On se blottit comme ça, le long de la nuit, lui comme n’importe où, moi comme en son sein. Cette nuit-là j’ai rêvé – j’avais la tête dedans – j’ai rêvé des déserts. Je ne l’ai plus quitté, naturellement, après ça… On ne peut plus partir, tu comprends, après avoir humé le sable et l’avoir entendu couler38.

27Et voici la fin du roman :

Évaporée ! Du vent ; son corps n’existe plus ; n’existe plus. Qu’est-ce que ça veut dire ? Du vent le long des déserts, des grains de sable souffletés, soulevés, sans rien, et trois étoiles qui se décrochent l’une après l’autre et me tombent chacune dessus : l’une sur l’épaule, l’autre piquée contre mon torse, la troisième plantée dans mon pied. Trois étoiles qui se décrochent et que je ramasse et mets dans ma poche pour les trimballer le long de ces déserts balayés où les chameaux ploient sous le poids de la sécheresse, genoux cassés, tête à terre, langue rêche contre le sable, bosse à terre, leurs tapis persansdoucement glissés, tombés, par-dessus bord, et les bibelots qu’ils transportent éparpillés le long des étendues ensablées. Un à un, les chameaux qui se cassent les pattes et tombent ; une à une, les étoiles qui se décrochent ; ce décor qui se défait ; rien ; ce désert qui s’accroît ; rien39.

28D’un désert l’autre…

29Des miettes d’étoiles, à propos d’un corps que l’on préférerait incinéré à enterré40, aux étoiles chues.
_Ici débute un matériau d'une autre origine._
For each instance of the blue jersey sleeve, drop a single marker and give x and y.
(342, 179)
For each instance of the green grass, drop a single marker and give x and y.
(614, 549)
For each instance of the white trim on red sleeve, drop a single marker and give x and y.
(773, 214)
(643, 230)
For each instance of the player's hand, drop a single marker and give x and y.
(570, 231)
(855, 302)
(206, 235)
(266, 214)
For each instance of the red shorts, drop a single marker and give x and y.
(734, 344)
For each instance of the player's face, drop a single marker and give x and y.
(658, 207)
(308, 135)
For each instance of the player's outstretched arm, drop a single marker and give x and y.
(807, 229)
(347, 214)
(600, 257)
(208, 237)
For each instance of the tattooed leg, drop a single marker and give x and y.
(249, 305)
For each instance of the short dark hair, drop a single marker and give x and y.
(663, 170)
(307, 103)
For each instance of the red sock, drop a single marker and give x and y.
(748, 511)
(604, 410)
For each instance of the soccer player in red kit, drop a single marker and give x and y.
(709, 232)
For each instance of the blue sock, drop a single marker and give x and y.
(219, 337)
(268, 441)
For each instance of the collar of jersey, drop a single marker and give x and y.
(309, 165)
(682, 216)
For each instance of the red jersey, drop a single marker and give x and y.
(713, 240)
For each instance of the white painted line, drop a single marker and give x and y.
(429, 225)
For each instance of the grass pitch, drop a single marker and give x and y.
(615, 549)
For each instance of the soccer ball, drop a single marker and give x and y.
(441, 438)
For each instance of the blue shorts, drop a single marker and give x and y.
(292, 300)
30Qu’avons-nous donc constaté ?

31Le roman pratique des opérations cartographiques : il y a toute une pychogéographie de Hanoï, et qui n’est pas la même pour Juliet, Laura ou Lui ; sur les corps se dessinent des cartes, des pays – dans lesquels on entre. Dans Toni il y aussi un personnage capable de rentrer dans des photographies et de s’y promener. Comme les cordes autour de la narratrice-amante chez Véronique Bergen, dans un simple épisode, mais ici à l’échelle de tout le roman de Line Papin, une seule Carte vient se superposer, vient recouvrir toutes ces opérations : une Carte qui est d’abord une promesse ; mais ce qui est tenue de la promesse, c’est son exhaustivité. Comme si parcourir une ville, un corps, ce Pays de Tristesse, c’était l’effacer au fur et à mesure. Bergen et Papin ne sont pas si éloignées que cela finalement : le Carte produit la noyade, la Carte produit la disparition. Somme toute, pour paraphraser Véronique Bergen, on s’y ophélise dans les périphéries de la Carte de Tendre, du côté de la Mer d’Inimitié, de la Mer dangereuse, ou, pire encore, du Lac d’Indifférence. La Carte, elle, est faite pour se déporter, sortir du droit chemin, du chemin tout court : « Qu’est-ce qu’il te faut, là ? Qu’est-ce qu’il te manque ? Un truc qui n’existe pas, hors de terre ? Et tout ce qu’il y a là tu t’en fous41 ? ».

32Décidément, autant que les hanches, le temps dévisse.